The research study ensured that the Code of Ethics applied by the lead authors University was strictly adhered and followed the guidance as set out within the Code of Practice for Research. This ensured that this research drew on a number of ethical frameworks to ensure rigour in the development of its methodology and to protect the veterans (participants) and lead author from potentially harmful conduct. Jones (2012) explains that research that involves people can create a potential for negative consequences including harm that can be avoided through the use of ethical principles. The research study adopts the University of Chester’s Code of Ethics and the Code of Practice for Research in order to upholding the veteran’s rights, dignity, safety and wellbeing, through methods of informed consent, confidentiality, data protection, and protecting their right to withdraw. Through the use of reflexivity, the lead author himself decided that some veterans (offenders) would not be approached on the basis that they were going through a difficult transitional phase from a custodial sentence to reentering into a civilian life. This included those that were currently involved in detox, rehabilitation or who were in a process of relapse within their recovery journey. The lead author wishes to highlight that for most individuals (86%) leaving the Armed Forces, the transition into civilian life is without difficulty and they obtain employment which consequently allows for a positive contribution to society.

Ethical Approval

This research study was submitted to the University of Chester’s Faculty of Health and Social Care Research Ethics Committee and was judged to be ethically robust and permission was granted to commence the data collection phase by a team of independent academics. There was a requirement to create a lone worker plan to address the need to review and maintain the personal safety of the lead author. As he had previous military experience as it was deemed necessary to ensure that the concept of reflexivity is addressed in order to address the possibility of biased results.

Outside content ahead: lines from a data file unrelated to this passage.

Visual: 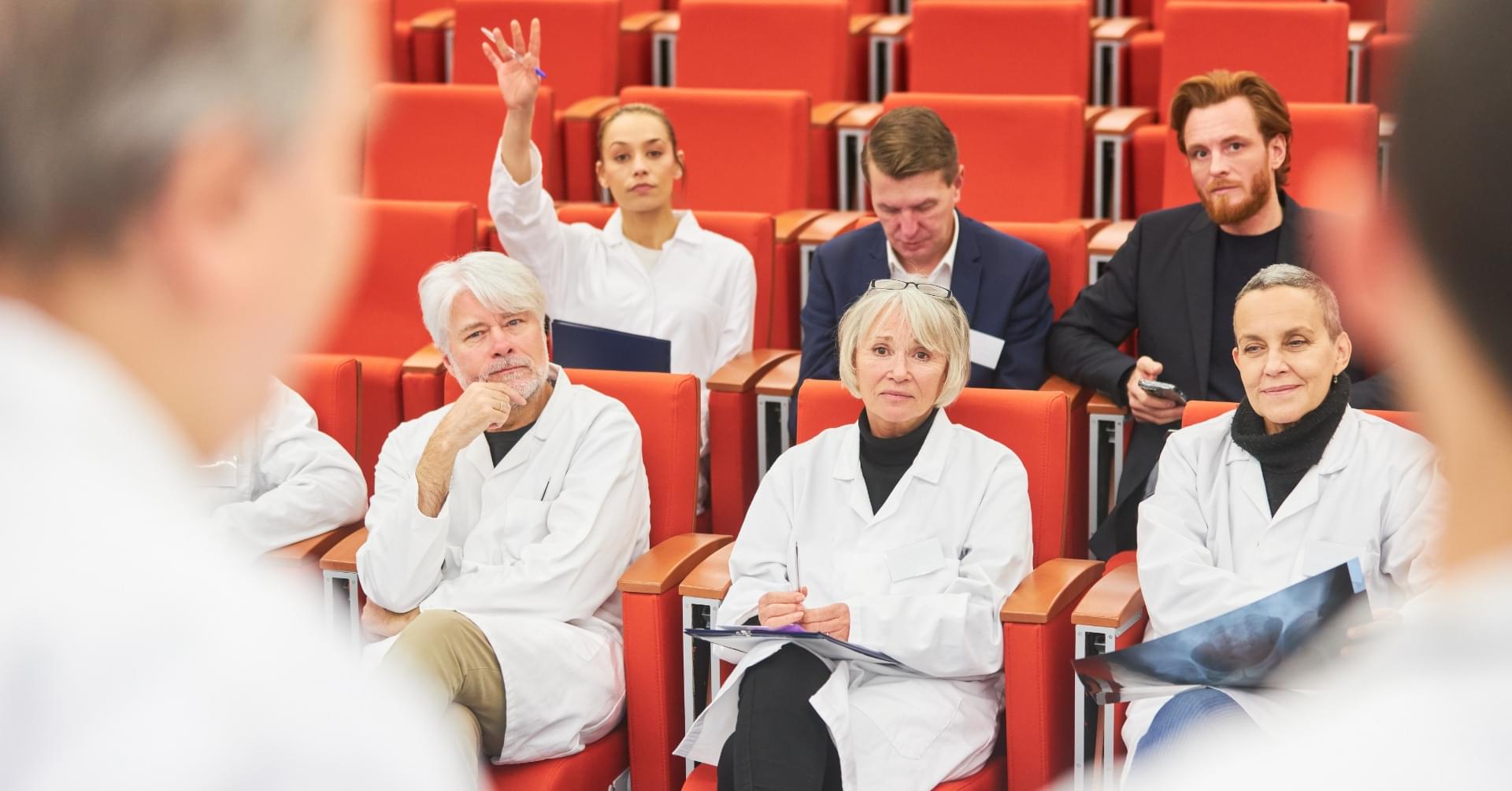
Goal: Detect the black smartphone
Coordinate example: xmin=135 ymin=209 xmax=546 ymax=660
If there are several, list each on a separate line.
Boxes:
xmin=1139 ymin=379 xmax=1187 ymax=407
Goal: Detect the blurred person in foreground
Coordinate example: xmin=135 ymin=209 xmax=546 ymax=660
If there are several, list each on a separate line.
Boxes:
xmin=0 ymin=0 xmax=465 ymax=789
xmin=1147 ymin=0 xmax=1512 ymax=788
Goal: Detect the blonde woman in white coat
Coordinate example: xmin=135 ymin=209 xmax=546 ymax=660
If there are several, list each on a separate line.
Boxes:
xmin=1124 ymin=264 xmax=1444 ymax=782
xmin=677 ymin=279 xmax=1032 ymax=791
xmin=482 ymin=20 xmax=756 ymax=471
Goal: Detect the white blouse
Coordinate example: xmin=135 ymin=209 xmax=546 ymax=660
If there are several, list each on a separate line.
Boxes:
xmin=488 ymin=144 xmax=756 ymax=448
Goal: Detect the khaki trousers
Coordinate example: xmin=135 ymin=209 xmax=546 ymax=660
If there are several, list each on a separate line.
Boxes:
xmin=384 ymin=609 xmax=506 ymax=776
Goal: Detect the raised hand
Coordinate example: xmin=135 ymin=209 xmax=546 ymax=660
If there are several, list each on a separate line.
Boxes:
xmin=482 ymin=20 xmax=541 ymax=112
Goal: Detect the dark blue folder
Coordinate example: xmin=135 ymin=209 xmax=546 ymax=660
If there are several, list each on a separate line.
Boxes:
xmin=552 ymin=319 xmax=671 ymax=374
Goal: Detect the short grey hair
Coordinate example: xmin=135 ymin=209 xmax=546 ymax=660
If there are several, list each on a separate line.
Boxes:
xmin=0 ymin=0 xmax=334 ymax=266
xmin=421 ymin=249 xmax=546 ymax=354
xmin=1234 ymin=263 xmax=1344 ymax=338
xmin=836 ymin=289 xmax=971 ymax=407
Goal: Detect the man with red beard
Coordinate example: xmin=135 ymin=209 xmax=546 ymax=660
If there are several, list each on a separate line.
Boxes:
xmin=1047 ymin=69 xmax=1388 ymax=558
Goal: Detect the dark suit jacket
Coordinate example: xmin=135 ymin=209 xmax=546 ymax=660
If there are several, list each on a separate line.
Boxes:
xmin=791 ymin=215 xmax=1054 ymax=426
xmin=1049 ymin=192 xmax=1389 ymax=558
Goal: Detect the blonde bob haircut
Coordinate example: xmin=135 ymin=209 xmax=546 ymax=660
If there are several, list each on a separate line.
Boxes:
xmin=836 ymin=289 xmax=971 ymax=407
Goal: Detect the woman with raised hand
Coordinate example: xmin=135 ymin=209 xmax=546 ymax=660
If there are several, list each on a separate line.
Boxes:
xmin=482 ymin=20 xmax=756 ymax=496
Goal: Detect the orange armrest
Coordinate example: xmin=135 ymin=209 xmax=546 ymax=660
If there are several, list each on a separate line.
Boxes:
xmin=1087 ymin=220 xmax=1134 ymax=256
xmin=404 ymin=346 xmax=446 ymax=374
xmin=835 ymin=102 xmax=881 ymax=128
xmin=562 ymin=97 xmax=620 ymax=121
xmin=652 ymin=10 xmax=682 ymax=33
xmin=851 ymin=13 xmax=914 ymax=38
xmin=1093 ymin=107 xmax=1155 ymax=138
xmin=410 ymin=8 xmax=457 ymax=31
xmin=260 ymin=522 xmax=363 ymax=566
xmin=998 ymin=558 xmax=1102 ymax=623
xmin=321 ymin=528 xmax=368 ymax=573
xmin=1070 ymin=563 xmax=1144 ymax=629
xmin=620 ymin=532 xmax=735 ymax=594
xmin=756 ymin=354 xmax=803 ymax=397
xmin=677 ymin=540 xmax=735 ymax=602
xmin=620 ymin=10 xmax=667 ymax=33
xmin=709 ymin=349 xmax=799 ymax=394
xmin=773 ymin=209 xmax=827 ymax=245
xmin=1349 ymin=20 xmax=1385 ymax=44
xmin=1091 ymin=17 xmax=1149 ymax=44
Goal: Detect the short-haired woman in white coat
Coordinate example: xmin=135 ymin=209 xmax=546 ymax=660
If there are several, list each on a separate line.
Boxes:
xmin=677 ymin=279 xmax=1032 ymax=791
xmin=1124 ymin=263 xmax=1444 ymax=781
xmin=482 ymin=20 xmax=756 ymax=483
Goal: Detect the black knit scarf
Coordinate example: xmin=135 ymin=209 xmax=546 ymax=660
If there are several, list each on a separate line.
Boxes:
xmin=1231 ymin=374 xmax=1349 ymax=516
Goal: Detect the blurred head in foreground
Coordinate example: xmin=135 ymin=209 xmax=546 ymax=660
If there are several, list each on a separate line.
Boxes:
xmin=0 ymin=0 xmax=372 ymax=451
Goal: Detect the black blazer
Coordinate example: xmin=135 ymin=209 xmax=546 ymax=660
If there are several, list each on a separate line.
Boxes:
xmin=1048 ymin=192 xmax=1391 ymax=558
xmin=791 ymin=213 xmax=1054 ymax=429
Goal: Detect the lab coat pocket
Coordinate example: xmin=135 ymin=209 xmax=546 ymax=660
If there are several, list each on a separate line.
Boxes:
xmin=1297 ymin=538 xmax=1376 ymax=576
xmin=851 ymin=676 xmax=962 ymax=761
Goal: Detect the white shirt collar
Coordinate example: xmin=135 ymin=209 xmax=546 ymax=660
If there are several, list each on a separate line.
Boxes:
xmin=886 ymin=210 xmax=960 ymax=289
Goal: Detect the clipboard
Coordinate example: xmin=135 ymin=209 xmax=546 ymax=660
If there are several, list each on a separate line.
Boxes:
xmin=552 ymin=319 xmax=671 ymax=374
xmin=684 ymin=627 xmax=914 ymax=671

The authors wish to thank the participants whose names cannot be listed for confidentiality reasons. Special acknowledgement to the practitioners who continue to work tirelessly to raise awareness and understanding of the health and social care needs of this ‘camouflaged’ subgroup within the British criminal justice system

Conflict Of Interest

The authors have no conflict of interest to declare.


Copyright: ©2023 Richard Mottershead, et al. This is an open access article distributed under the terms of the Creative Commons Attribution License, which permits unrestricted use, distribution, and reproduction in any medium, provided the original work is properly cited.